Was niemand sieht: Das Anfangstempo liegt weniger an trainierten Beinen als am kleinen E-Bike-Motor im Hinterrad. Der Akku? Clever versteckt im unauffällig schlanken Unterrohr des neuen Pedelec-Modells „Curt“ von Hersteller Ampler. Sieht aus wie ein klassisch-sportliches Fitnessfahrrad für die Stadt, unterstützt den Besitzer aber als motorgetriebenes Pedelec bis zur gesetzlich erlaubten Höchstgrenze von 25 Stundenkilometern. „Stealth Bike“ heißen die als herkömmliches Fahrrad „getarnten“ E-Bikes in der Branche – und sind einer der Trends des Jahres.

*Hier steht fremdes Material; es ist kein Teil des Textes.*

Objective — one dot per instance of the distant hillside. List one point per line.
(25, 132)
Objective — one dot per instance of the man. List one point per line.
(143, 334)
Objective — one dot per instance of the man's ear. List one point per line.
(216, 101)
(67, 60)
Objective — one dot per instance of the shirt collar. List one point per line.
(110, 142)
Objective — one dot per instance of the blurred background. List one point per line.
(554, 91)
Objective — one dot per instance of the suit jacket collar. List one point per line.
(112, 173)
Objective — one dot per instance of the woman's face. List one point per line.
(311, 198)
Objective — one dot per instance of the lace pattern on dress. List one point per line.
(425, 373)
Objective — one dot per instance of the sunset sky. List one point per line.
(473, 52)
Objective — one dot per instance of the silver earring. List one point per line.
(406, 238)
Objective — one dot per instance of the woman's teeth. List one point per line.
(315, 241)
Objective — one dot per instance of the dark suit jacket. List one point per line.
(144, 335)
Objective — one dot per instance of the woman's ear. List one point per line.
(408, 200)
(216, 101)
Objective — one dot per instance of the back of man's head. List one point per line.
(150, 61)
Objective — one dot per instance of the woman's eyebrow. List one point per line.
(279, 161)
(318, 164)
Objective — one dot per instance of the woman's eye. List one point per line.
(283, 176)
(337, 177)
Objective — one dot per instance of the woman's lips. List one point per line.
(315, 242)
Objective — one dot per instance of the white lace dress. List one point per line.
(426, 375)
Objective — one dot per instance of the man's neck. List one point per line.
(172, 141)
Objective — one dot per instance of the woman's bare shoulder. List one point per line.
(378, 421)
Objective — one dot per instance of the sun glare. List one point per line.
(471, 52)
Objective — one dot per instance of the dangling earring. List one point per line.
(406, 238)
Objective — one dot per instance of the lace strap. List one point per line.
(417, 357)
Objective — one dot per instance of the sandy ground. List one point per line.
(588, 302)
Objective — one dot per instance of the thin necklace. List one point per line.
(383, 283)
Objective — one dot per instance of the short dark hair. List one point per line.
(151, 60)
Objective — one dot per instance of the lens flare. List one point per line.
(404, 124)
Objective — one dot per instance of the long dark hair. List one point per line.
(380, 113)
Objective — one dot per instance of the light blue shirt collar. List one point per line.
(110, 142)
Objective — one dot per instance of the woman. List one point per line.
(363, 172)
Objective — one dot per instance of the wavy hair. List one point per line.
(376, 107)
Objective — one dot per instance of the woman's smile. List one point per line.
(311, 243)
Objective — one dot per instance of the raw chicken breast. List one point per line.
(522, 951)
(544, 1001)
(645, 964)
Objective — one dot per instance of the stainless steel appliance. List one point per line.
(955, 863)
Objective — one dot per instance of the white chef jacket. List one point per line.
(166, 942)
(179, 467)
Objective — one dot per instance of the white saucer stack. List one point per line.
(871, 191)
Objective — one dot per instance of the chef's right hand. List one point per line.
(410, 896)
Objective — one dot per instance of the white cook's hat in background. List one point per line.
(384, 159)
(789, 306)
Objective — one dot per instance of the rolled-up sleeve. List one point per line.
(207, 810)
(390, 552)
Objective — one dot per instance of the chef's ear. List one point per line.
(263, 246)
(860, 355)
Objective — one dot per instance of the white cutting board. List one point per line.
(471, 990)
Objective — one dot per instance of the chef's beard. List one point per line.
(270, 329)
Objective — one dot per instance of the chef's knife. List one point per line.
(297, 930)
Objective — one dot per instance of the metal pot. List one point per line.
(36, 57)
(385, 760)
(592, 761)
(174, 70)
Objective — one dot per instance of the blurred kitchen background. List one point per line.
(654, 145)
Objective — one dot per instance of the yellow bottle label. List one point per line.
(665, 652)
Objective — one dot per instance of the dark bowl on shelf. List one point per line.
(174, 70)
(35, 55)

E-Bike-Trend: Der Akku versteckt im schlanken Rahmen

Das gerade erst erschienene Curt-Modell der zweiten Generation von Ampler – einem jungen Hersteller aus Estland mit Onlineshop und Läden etwa in Berlin und Köln – soll zu den derzeit leichtesten E-Bikes überhaupt gehören, nur 14,4 Kilogramm bringt es mit Carbonriemen auf die Waage.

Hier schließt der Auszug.